Kyle explores the results of invoking a function with the default binding in non-strict mode and strict mode.


Transcript from the "Default Binding" Lesson

>> Kyle: And our fourth and final way of invoking a function is the fallback if none of the other three match, which is called the default binding. Here I have an ask function. And when I call it on line 12, you'll notice that on line 12, I don't have any context object.

I don't have any dot call. I don't have a bind, I don't have a new. It's just a plain old, normal function call. It doesn't match any of the other rules. So since it doesn't match any of the other rules, the fallback is defined in the spec as, in non-strict mode, default to the global.

It's why we print Kyle here, cuz there's a global variable called teacher, with a value Kyle. But notice that the askAgain function is in strict mode. And when we invoke it, we actually get a type error. Can anybody guess why there's a type error?
>> Speaker 2: Because the type of this, whatever that may be, doesn't have the teacher method or property on it?

>> Kyle: That's a good intuition. Specifically in strict mode, when you invoke it with no other this bindings, the default behavior is to leave this undefined. So you're now trying to access a property on the undefined value, which is a type error. Now, why do you suppose that they chose in strict-mode to make this undefined, so that it would create a type error?

It's because it is almost certainly an error on your part to define a this-aware function, and invoke it without it any this. That's a terrible idea, that's almost as bad as auto-creating globals. Which nobody would ever do, right? That's a terrible idea to invoke a this-aware function using the default binding.

And in non-strict or so-called sloppy mode, it ends up using the global object, which is almost never what you would want, in exactly the same way that it's almost never the case that you wanna auto-create globals. But strict mode fixes that up for us and it says, hey, you've made an error.
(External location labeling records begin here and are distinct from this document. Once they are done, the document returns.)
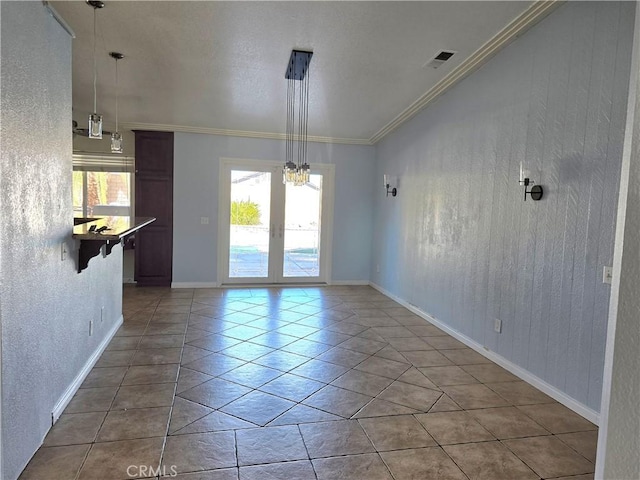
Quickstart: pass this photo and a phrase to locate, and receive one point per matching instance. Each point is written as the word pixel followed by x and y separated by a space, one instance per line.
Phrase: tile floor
pixel 300 384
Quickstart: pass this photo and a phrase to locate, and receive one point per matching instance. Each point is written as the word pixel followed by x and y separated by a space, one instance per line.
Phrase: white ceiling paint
pixel 219 66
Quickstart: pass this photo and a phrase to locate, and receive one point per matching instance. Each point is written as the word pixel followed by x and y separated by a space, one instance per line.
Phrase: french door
pixel 271 232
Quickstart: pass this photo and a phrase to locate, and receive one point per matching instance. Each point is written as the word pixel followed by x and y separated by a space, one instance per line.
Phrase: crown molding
pixel 536 12
pixel 238 133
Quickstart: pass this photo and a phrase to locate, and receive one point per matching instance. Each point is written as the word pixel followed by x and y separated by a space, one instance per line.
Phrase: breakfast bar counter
pixel 94 233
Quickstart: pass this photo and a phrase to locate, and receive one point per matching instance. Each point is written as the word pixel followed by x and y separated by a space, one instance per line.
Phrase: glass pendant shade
pixel 95 125
pixel 116 142
pixel 288 172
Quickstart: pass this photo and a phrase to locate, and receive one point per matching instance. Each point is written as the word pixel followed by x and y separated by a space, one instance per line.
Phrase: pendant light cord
pixel 95 109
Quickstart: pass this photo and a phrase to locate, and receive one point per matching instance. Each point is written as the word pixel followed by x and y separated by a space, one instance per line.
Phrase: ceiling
pixel 220 65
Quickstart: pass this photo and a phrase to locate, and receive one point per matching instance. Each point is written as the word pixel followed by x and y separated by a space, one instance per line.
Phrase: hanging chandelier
pixel 116 137
pixel 95 119
pixel 296 169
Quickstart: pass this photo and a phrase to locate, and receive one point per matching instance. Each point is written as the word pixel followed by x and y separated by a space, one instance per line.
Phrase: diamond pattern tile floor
pixel 303 383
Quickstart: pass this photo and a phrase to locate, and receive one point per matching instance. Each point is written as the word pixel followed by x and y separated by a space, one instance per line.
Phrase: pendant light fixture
pixel 296 169
pixel 95 119
pixel 116 136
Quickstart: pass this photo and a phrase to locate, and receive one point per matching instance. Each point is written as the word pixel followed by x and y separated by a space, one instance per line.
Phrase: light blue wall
pixel 196 169
pixel 459 242
pixel 46 304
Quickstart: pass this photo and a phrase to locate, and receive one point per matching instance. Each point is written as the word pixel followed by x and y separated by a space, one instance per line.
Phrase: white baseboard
pixel 195 284
pixel 518 371
pixel 75 385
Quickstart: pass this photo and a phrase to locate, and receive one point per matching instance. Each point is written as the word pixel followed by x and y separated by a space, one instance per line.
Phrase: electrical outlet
pixel 497 325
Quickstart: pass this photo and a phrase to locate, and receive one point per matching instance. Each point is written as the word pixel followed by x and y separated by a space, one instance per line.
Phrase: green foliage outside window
pixel 245 213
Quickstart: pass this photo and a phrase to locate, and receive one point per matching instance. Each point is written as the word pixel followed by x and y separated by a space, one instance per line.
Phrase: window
pixel 102 186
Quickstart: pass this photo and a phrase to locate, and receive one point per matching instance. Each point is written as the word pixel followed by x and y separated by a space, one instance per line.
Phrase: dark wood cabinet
pixel 154 198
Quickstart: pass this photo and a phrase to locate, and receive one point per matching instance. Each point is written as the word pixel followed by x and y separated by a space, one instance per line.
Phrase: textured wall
pixel 459 242
pixel 619 436
pixel 195 180
pixel 46 305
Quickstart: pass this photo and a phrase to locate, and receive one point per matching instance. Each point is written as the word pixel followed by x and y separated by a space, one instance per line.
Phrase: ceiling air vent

Your error is not that you're doing a this dot reference. Your error is that you've invoked the function without giving it a this. You need to use one of the other three ways. Use a new keyword, use a dot call, or apply, or a bind, or use a context solver.

So there we go, four ways to invoke a function. Those are the only four ways, by the way. That's it, just those four. That's all you need to learn to be able to understand how the this keyword get bound. But let's reset our mind back. The question that we set out to ask is, if I have a this-aware function, how do I know what its this keyword points at?

And our strong temptation is, we wanna assume that we can just answer that by looking at the function. And what we've now seen is, there's no way to look at the function to answer that question. You have to look at the call site. You have to look at how the function's being called.

Because every time it gets called, the how of the call controls what the this keyboard will point at.